- Corneal Degeneration (Dystrophy)
The front surface of the eye is a clear window known as the cornea. It is 0.5mm thick in the centre and 1mm thick at the periphery. It is a 3 layer structure. On the front surface it has a thin epithelium, in the middle it has a thick stroma, and on the back / inside surface it has a thin endothelium. Behind the cornea sits the aqueous, iris and pupil.
Any of the 3 layers of the cornea can become weakened or degenerative. The commonest abnormalities are Keratoconus and Fuchs endothelial dystrophy.
Keratoconus is a gradual thinning of the stroma of the cornea of both eyes. This reduces it structural integrity and results in a gradual change of shape over months to years. This results in a rapidly changing prescription with increasing astigmatism. Initially this can be managed with glasses, but as the thinning progresses, rigid contact lenses may be required to keep the focus. Further progression requires surgical intervention in the form of collagen crosslinking, INTACs, partial or full thickness corneal grafting.
Note how in Keratoconus the normal cornea looses its shape and becomes distorted.

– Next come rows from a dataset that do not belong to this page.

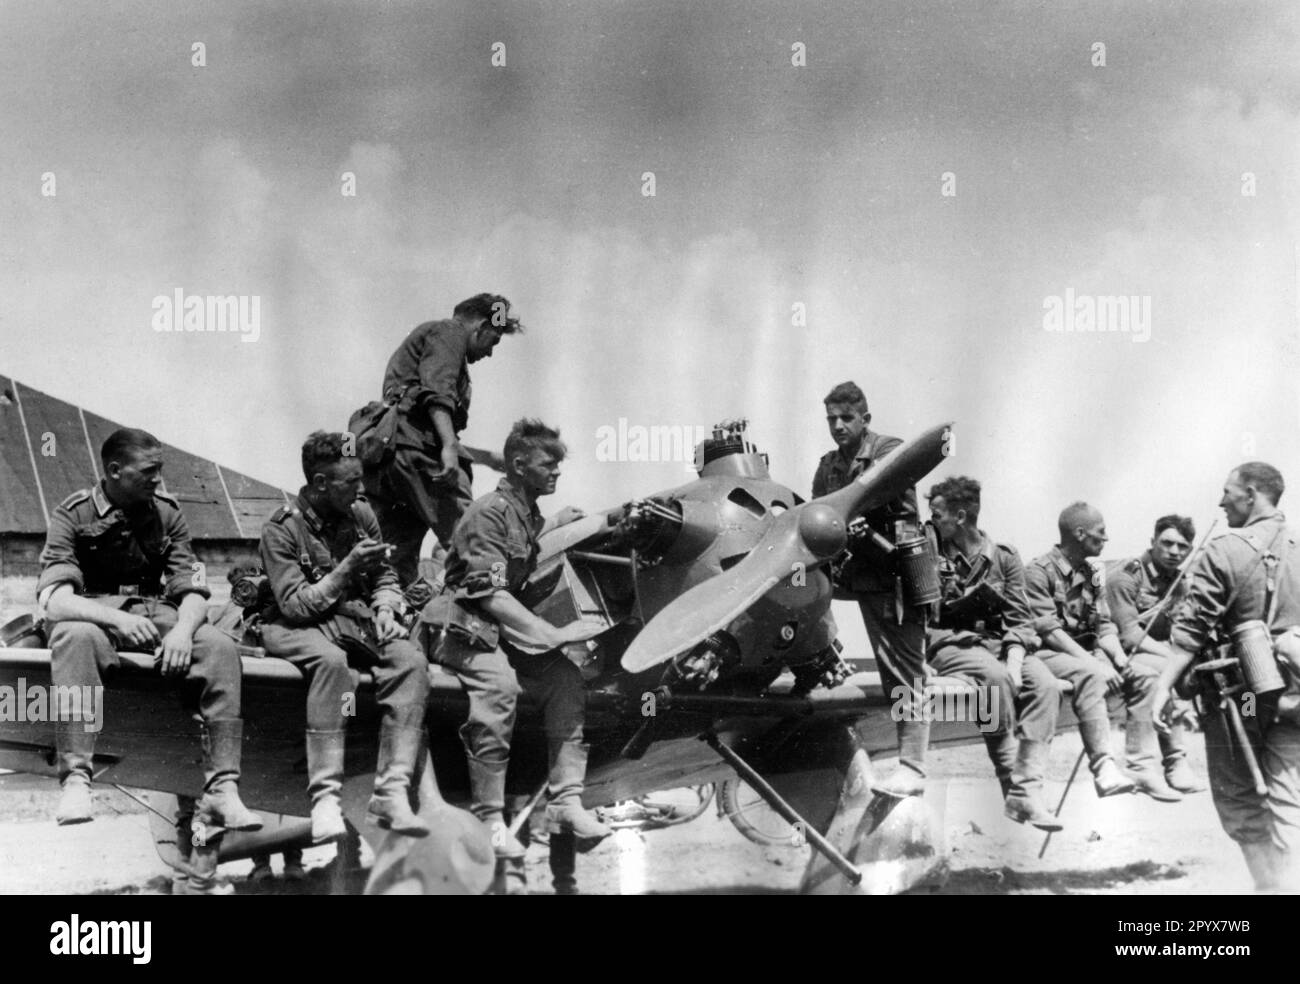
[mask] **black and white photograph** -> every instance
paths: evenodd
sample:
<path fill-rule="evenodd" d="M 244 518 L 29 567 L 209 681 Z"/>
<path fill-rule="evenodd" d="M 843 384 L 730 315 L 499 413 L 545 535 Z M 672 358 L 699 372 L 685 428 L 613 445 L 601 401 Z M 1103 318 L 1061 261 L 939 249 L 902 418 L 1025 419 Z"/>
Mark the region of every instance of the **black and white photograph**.
<path fill-rule="evenodd" d="M 1300 888 L 1289 0 L 0 0 L 0 229 L 0 894 Z"/>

Fuchs dystrophy is a degeneration of the endothelium (lining) of the cornea of both eyes. The endothelial cells are responsible for keeping the corneal healthy and transparent. In the early stages of Fuchs the patient usually has no symptoms. As the condition progresses, the cornea can loose its transparency, resulting in gradual loss of vision. This may be manageable with hypertonic saline drops initially, but as the condition progresses, an endothelial partial thickness graft from cadaveric eyes may be required.
These corneal dystrophies can be detected by an ophthalmologist. If they are discovered then this will affect any planned eye surgery, such as refractive laser surgery or cataract surgery.
Endothelial cells in Fuchs dystrophy showing reduced number of cells, larger irregular cells, and gaps where no cells are visible, known as guttate.